O que vem a ser Fluxo de Caixa? - É um instrumento de controle que tem por objetivo auxiliar o empresário a tomar decisões sobre a situação financeira da empresa. Consiste em um relatório gerencial que informa toda a movimentação dos recursos financeiros (entradas e saídas), sempre considerando um período determinado, que pode ser uma semana, um mês, etc.
Trata-se de uma ferramenta de gestão operacional (curto prazo) e estratégica (médio e longo prazo).
O Fluxo de Caixa tem múltiplas finalidades, entre elas, ajudar no planejamento e controle de todo o recurso financeiro que entra e sai de uma empresa.
O Fluxo de Caixa auxilia o empresário a tomar decisões antecipadas sobre a falta ou sobra de recursos na empresa.
Serve para verificar se a empresa está trabalhando com falta ou sobra de recursos financeiros no período acompanhado.
É uma base para planejar melhor políticas de prazos de pagamentos e de recebimentos.
Auxilia a conhecer o momento mais favorável para realizar promoções de vendas, com vistas a melhorar o capital de giro da empresa.
Ajuda a avaliar se os recebimentos previstos são suficientes para cobrir os gastos assumidos e previstos no período considerado.
Complementa a verificação se é o melhor momento para efetuar reposições de estoques em função dos prazos de pagamento e das disponibilidades de caixa.
O Fluxo de Caixa necessita de cuidados especiais na sua elaboração, tais como o conhecimento pormenorizado do ciclo financeiro da empresa e da implantação de diversos controles auxiliares.
Os valores a serem alocados no relatório de Fluxo de Caixa, além de refletir a realidade da empresa, devem ser atualizados a todo o momento.
Manter o Fluxo de Caixa sempre atualizado é fundamental para o sucesso da gestão do caixa.

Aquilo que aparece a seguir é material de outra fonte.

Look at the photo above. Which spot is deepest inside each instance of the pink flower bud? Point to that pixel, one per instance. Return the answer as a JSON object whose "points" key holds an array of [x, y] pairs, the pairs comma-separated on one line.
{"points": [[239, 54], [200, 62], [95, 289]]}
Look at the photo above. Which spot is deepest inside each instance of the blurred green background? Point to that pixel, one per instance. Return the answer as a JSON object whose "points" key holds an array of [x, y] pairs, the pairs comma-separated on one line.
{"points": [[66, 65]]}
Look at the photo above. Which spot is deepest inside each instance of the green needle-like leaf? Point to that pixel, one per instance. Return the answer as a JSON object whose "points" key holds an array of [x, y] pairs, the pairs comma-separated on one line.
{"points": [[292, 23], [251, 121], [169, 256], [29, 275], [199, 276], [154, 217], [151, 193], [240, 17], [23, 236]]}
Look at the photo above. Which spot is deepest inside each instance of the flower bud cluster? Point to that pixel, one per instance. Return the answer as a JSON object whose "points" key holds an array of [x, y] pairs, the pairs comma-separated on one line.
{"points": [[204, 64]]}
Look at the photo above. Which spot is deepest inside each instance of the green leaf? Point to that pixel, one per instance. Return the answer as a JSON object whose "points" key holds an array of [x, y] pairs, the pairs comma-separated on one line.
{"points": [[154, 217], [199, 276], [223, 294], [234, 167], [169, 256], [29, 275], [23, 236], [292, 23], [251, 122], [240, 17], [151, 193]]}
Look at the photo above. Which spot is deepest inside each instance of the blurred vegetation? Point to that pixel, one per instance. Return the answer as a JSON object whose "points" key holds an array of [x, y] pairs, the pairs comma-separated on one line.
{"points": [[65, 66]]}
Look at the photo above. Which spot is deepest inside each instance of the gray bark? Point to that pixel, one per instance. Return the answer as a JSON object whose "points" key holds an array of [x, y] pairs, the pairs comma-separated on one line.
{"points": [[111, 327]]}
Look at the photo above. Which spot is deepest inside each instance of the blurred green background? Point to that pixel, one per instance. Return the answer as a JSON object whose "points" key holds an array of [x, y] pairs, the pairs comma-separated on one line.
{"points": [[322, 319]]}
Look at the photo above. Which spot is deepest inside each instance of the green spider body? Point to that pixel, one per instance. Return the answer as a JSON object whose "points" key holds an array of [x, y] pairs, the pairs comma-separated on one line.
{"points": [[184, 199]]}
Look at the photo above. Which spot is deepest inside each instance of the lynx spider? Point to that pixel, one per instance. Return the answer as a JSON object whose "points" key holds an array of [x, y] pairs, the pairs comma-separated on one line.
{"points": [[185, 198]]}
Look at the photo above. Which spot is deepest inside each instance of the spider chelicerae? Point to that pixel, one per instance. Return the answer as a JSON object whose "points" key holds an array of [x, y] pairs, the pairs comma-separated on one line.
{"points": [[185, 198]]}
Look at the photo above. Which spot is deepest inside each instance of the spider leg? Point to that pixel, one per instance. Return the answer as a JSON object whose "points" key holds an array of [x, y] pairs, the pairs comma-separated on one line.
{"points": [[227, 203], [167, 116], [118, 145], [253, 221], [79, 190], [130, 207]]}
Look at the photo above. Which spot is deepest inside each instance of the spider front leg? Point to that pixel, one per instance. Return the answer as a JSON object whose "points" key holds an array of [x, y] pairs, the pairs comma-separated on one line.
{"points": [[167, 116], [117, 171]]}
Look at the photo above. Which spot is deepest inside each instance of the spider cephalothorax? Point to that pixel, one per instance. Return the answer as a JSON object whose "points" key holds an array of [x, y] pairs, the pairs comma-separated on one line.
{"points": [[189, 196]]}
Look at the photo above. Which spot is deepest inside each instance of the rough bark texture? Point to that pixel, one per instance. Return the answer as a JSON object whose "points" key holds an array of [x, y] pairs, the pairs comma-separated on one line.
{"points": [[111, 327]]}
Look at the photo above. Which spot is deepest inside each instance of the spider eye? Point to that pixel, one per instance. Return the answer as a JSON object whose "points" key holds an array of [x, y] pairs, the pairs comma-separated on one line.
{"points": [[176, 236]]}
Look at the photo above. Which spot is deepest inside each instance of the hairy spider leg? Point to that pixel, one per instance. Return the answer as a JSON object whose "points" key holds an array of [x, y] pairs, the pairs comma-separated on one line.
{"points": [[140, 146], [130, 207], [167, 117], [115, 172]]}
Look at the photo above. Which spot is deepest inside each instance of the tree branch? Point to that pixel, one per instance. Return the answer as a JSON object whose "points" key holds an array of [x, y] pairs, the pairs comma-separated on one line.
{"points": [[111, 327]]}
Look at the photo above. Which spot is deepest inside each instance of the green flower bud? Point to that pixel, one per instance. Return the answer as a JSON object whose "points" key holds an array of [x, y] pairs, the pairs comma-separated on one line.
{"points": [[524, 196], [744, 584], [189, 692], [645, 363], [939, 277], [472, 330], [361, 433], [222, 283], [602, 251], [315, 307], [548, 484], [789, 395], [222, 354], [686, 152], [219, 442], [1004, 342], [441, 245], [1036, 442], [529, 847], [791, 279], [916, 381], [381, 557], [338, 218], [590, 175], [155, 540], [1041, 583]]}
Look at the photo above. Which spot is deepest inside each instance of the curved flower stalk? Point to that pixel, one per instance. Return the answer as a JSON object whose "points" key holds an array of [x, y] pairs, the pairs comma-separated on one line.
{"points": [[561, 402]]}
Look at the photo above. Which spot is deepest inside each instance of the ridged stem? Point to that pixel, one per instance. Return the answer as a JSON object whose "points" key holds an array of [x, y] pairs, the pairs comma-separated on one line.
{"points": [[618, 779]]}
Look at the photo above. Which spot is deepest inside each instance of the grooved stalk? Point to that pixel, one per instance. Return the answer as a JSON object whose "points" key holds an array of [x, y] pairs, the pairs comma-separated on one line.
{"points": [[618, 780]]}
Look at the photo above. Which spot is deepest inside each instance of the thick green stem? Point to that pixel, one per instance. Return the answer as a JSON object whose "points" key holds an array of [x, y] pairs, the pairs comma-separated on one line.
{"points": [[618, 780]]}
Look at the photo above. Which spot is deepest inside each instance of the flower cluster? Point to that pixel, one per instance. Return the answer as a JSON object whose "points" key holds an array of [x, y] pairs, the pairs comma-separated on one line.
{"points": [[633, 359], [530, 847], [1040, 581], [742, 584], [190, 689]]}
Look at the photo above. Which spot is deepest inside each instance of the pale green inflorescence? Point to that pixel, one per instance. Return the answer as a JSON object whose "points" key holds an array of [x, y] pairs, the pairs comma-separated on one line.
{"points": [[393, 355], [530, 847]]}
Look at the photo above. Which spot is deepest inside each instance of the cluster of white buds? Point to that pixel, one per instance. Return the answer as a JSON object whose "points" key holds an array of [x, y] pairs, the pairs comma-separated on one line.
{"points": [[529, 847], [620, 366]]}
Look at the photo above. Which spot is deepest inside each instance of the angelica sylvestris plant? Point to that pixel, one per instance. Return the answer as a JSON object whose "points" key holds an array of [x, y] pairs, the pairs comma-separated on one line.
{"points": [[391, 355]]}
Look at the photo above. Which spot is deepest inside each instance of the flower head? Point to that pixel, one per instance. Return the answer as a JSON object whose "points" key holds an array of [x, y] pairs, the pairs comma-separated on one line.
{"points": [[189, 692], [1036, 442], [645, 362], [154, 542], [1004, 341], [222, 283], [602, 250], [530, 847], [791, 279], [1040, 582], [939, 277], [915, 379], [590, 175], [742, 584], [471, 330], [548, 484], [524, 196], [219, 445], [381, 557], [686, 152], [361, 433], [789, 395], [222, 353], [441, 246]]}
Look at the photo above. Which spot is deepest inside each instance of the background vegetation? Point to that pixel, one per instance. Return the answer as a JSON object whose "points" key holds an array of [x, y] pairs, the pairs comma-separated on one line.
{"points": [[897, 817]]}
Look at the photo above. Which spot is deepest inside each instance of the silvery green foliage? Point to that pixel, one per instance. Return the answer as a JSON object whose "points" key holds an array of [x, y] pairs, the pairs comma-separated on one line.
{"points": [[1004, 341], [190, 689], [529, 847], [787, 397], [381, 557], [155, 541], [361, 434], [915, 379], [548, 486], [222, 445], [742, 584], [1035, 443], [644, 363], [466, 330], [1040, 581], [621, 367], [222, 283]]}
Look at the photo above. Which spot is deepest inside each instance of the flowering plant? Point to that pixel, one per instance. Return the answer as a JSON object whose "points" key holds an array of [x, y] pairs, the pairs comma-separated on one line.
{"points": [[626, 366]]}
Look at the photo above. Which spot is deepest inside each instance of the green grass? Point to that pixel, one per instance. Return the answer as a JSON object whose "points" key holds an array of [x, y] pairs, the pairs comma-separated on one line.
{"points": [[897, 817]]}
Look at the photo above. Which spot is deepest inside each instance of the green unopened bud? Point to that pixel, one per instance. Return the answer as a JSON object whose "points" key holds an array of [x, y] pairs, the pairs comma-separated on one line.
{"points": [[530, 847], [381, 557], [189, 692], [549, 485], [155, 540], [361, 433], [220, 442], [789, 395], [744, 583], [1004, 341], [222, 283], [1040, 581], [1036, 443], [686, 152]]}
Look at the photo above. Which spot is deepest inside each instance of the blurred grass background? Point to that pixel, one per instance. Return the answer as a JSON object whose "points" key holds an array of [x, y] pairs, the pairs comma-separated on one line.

O Fluxo de Caixa é um controle financeiro dinâmico, ou seja, o que acontece hoje será passado no dia seguinte, daí a necessidade de constante atualização dos valores correspondentes às entradas e as saídas de caixa.
É preciso tomar cuidado com entradas previstas “duvidosas”, ou seja, na incerteza de um valor que poderá não entrar no dia do vencimento acordado com o cliente, é melhor não contar com esse recurso financeiro para honrar os compromissos em dia.
Os juros de mora recebidos de clientes inadimplentes e os rendimentos de aplicações financeiras devem ser considerados como entradas previstas esporádicas, ou seja, não tem constância e que influenciam o planejamento no período considerado.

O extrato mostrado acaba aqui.